Медсестра глянула на меня.
– Что вы мне голову морочите? – сказала она. – Это побои, надо акт составить, его, может, в больницу…
– Не надо акта, – тихо сказал Шлафштейн, – помоги ему, и он уйдет… Ты сможешь уйти?
– Смогу, – сказал я, ибо действительно чувствовал себя хорошо (в тот день я нашел в себе силы избить еще двоих и лишь ночью почувствовал себя плохо… Болело все и всюду, снаружи и изнутри). – Степа, – сказал я Гагичу (медсестра обработала мне раны, заклеила их пластырем, и мы с Гагичем вышли во двор), – Степа, нельзя в цехе выточить кастет? Я заплачу.
– А это что такое? – спросил Гагич.
– Ну на пальцы надевается, чтоб уж если дашь в зубы, так ни одного не останется.
– Ах, рукоятка, – понял Гагич, – не надо это тебе… Брось, в тюрягу попадешь.
– Степа, – сказал я, – но ведь они меня лицом в дерьмо три года подряд…
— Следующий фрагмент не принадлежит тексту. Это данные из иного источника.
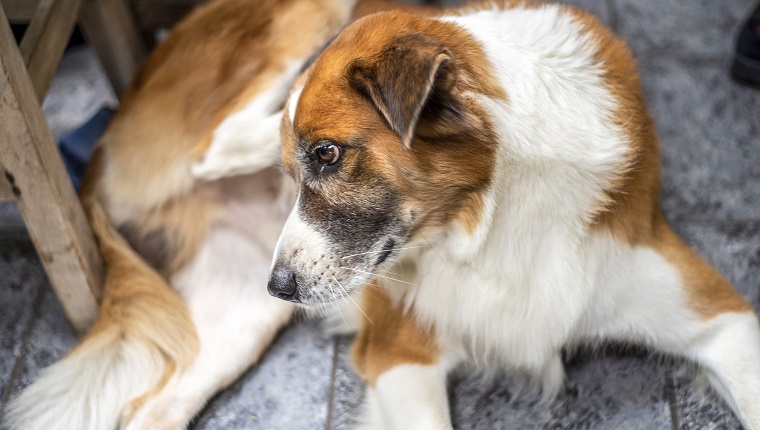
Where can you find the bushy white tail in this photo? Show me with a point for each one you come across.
(143, 334)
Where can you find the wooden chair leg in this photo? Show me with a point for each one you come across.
(110, 29)
(33, 170)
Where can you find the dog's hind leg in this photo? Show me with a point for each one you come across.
(665, 296)
(236, 319)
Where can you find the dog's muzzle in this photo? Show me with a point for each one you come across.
(283, 284)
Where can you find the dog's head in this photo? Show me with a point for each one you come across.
(387, 142)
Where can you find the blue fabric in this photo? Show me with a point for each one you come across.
(76, 146)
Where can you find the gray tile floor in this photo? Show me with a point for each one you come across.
(710, 134)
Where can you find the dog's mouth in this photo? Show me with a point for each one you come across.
(314, 282)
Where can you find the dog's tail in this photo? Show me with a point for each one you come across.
(142, 335)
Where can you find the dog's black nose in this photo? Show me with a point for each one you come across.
(283, 285)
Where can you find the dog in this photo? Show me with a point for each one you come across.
(488, 178)
(190, 160)
(187, 249)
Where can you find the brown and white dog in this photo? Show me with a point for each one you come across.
(491, 174)
(188, 312)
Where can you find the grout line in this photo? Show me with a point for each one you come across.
(713, 221)
(670, 393)
(331, 397)
(36, 317)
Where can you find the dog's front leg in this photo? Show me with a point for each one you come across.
(402, 367)
(224, 286)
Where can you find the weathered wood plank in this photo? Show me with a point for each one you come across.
(6, 190)
(45, 40)
(110, 29)
(19, 10)
(47, 201)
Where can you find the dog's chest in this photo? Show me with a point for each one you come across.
(502, 321)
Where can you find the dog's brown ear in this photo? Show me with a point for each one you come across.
(402, 80)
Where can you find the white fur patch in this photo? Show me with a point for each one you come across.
(224, 287)
(248, 140)
(409, 396)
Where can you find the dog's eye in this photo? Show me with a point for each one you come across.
(329, 154)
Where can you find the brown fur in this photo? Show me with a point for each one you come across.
(212, 63)
(436, 186)
(388, 337)
(430, 176)
(631, 211)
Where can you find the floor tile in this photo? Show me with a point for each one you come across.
(50, 338)
(708, 128)
(613, 392)
(348, 391)
(698, 408)
(733, 248)
(21, 279)
(78, 90)
(600, 8)
(288, 389)
(673, 27)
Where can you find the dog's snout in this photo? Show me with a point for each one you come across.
(283, 284)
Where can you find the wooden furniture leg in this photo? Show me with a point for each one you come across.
(32, 170)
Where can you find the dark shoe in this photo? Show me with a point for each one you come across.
(746, 67)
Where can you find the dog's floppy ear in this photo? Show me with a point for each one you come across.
(403, 79)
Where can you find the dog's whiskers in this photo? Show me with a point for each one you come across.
(352, 300)
(377, 274)
(381, 251)
(337, 308)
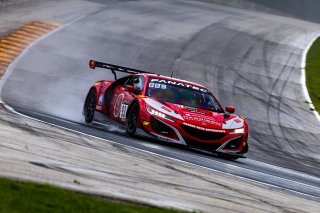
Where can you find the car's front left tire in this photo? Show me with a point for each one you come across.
(89, 106)
(132, 119)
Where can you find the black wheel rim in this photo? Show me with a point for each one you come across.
(90, 107)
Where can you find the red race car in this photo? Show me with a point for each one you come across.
(169, 109)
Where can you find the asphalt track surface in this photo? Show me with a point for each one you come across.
(251, 60)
Мы стояли посреди двора. Шлафштейн ушел еще раньше, едва медсестра начала мне обрабатывать раны. Во-первых, он торопился на планерку, а во-вторых, как бы там ни было, я оценил его поступок, ибо в сложившихся обстоятельствах он, находившийся в зависимости от моих врагов, все-таки не оставил меня одного, увидев, что никого из моих доброжелателей нет рядом (Свечков и Сидерский еще не приехали. Они обязательно приняли бы мою сторону, причем Свечков, может, даже открыто).
– Меня три года… – повторил я, – в дерьмо мордой, да каких три года – всю жизнь… А мой отец – генерал-лейтенант…
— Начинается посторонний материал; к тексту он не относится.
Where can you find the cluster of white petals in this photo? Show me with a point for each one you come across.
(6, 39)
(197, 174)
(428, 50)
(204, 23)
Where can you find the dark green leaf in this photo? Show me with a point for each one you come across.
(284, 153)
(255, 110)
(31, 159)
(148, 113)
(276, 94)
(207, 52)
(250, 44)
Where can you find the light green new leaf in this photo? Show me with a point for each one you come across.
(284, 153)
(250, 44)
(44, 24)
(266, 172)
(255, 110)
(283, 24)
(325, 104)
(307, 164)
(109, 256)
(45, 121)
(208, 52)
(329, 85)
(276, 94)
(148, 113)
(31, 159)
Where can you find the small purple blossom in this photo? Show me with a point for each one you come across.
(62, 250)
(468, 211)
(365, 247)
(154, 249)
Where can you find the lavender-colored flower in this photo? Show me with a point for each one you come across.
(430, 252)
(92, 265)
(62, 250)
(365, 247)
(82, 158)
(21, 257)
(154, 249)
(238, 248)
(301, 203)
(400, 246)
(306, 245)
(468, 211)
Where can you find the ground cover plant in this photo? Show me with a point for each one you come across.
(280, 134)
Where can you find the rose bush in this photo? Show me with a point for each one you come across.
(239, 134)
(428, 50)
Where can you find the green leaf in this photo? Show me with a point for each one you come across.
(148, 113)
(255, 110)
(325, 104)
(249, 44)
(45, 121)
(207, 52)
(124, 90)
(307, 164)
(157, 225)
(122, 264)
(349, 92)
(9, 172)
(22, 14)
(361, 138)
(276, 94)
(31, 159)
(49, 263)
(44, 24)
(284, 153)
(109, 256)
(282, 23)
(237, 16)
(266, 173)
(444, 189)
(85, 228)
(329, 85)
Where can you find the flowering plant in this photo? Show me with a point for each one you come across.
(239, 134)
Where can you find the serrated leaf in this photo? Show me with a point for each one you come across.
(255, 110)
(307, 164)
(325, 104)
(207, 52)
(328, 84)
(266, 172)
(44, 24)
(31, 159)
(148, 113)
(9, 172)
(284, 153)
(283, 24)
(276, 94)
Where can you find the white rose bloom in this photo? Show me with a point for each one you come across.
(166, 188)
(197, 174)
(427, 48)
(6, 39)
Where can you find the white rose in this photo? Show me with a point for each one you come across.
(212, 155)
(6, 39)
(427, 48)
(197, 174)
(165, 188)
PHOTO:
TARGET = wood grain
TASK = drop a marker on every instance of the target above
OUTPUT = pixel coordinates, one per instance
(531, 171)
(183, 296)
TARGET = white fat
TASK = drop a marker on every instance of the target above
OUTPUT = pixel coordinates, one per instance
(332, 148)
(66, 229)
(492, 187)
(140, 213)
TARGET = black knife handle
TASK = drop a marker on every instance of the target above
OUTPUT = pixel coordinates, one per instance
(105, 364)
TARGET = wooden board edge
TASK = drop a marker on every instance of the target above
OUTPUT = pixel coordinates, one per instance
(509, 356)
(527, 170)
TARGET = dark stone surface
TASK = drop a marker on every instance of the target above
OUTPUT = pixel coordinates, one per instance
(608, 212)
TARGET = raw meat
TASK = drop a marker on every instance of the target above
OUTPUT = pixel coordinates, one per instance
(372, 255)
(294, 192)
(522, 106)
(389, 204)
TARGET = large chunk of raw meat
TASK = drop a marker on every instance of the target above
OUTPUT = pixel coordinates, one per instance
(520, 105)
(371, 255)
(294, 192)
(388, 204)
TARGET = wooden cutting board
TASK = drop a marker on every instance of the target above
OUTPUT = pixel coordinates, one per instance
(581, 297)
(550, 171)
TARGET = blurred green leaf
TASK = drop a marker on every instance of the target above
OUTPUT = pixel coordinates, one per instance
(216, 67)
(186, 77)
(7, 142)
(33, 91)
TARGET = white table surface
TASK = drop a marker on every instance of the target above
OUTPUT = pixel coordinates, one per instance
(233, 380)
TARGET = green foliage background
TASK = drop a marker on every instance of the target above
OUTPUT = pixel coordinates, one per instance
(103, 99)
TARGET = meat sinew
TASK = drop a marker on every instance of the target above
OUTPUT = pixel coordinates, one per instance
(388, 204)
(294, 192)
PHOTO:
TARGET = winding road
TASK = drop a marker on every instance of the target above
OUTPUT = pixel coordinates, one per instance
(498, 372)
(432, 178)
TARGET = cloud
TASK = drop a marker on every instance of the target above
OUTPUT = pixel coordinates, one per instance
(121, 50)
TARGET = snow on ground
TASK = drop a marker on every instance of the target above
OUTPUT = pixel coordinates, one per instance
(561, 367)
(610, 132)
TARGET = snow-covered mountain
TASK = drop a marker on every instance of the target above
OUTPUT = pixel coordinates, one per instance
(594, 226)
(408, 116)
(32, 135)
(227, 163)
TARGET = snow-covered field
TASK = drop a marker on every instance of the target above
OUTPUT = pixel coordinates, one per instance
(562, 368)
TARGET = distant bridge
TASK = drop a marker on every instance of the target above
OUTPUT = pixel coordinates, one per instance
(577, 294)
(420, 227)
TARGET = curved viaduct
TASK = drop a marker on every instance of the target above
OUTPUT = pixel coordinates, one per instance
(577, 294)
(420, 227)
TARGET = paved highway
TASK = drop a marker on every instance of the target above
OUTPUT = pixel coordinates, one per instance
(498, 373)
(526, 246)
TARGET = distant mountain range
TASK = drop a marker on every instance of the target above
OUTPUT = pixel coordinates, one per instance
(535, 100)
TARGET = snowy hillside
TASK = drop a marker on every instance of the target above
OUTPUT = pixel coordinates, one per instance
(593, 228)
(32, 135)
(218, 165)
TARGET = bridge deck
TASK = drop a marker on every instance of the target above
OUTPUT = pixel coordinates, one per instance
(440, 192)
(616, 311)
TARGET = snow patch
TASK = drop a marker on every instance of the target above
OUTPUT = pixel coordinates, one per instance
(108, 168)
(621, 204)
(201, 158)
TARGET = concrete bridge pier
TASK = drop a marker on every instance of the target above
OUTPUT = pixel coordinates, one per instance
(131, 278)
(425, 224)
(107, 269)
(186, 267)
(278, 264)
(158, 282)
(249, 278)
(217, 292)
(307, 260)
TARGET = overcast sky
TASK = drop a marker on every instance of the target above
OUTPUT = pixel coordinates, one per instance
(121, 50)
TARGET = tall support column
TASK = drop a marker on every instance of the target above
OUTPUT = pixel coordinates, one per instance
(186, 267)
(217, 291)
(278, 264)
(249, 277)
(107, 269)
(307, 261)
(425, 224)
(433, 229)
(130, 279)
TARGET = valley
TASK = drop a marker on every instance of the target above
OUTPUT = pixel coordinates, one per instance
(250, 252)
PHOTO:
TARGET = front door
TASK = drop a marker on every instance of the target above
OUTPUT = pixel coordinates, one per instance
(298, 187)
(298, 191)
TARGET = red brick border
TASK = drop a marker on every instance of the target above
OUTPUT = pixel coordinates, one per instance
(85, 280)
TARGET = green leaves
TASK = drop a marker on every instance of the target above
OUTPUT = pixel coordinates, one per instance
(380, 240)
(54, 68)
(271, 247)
– Чего ж он тебе не помогает? – удивился Гагич. – Побочный ты, что ли?.. Бросил он тебя?
– Да нет, – невольно даже в моем положении улыбнулся я наивности и нелепости мышления Гагича. – Ты вот как к Сталину относишься? – спросил я неожиданно.
– А что, – удивился Гагич, – Сталин есть Сталин… Что бы там ни сочинял Хрущев… Ты новый анекдот про Хрущева слышал?
– Анекдот! – выкрикнул я. – А знаешь, сколько он людей угробил, Сталин ваш!..
Разговор становился скользким, напряженным и, главное, глупым и несвоевременным.
– Я понимаю, куда ты клонишь, – помолчав, ответил Гагич, – твоего отца посадили, это я понял… У меня дядька тоже десять лет отсидел… Вышел на волю и через месяц помер… Но что б там ни было, а Сталин есть Сталин…
И эта ясная, простая, искренняя, затверженная формулировка настолько полно и всесторонне выразила суть сталинизма, особенно конца сороковых – начала пятидесятых годов, когда Сталина не сравнивали уже ни с солнцем, ни с горным орлом, а только лишь с самим Сталиным, и в этой формулировке настолько полно и искренне выразилась мифологическая народная любовь к своему кумиру, которую невозможно уничтожить никакой логикой и правдой, по крайней мере в период нынешних, современных Сталину и освященных им поколений, что я испытал перед этой твердостью растерянность, не дав себе даже передышки, необходимой для восстановления сил.
– Тупой ты! – крикнул я Гагичу, человеку, который, в общем-то, мне помог. – Все вы тупые, как кирпичный забор… Ух, стрелять вас надо… вот что… Из пулеметов… Вот оно что… Сталинские гады…
В конце концов все снова приняло закономерную этому времени политическую окраску, однако – и это также закономерно – в основе своей направленную не по адресу. Глянув еще раз со злостью на Гагича, я плюнул наземь и покинул двор стройуправления.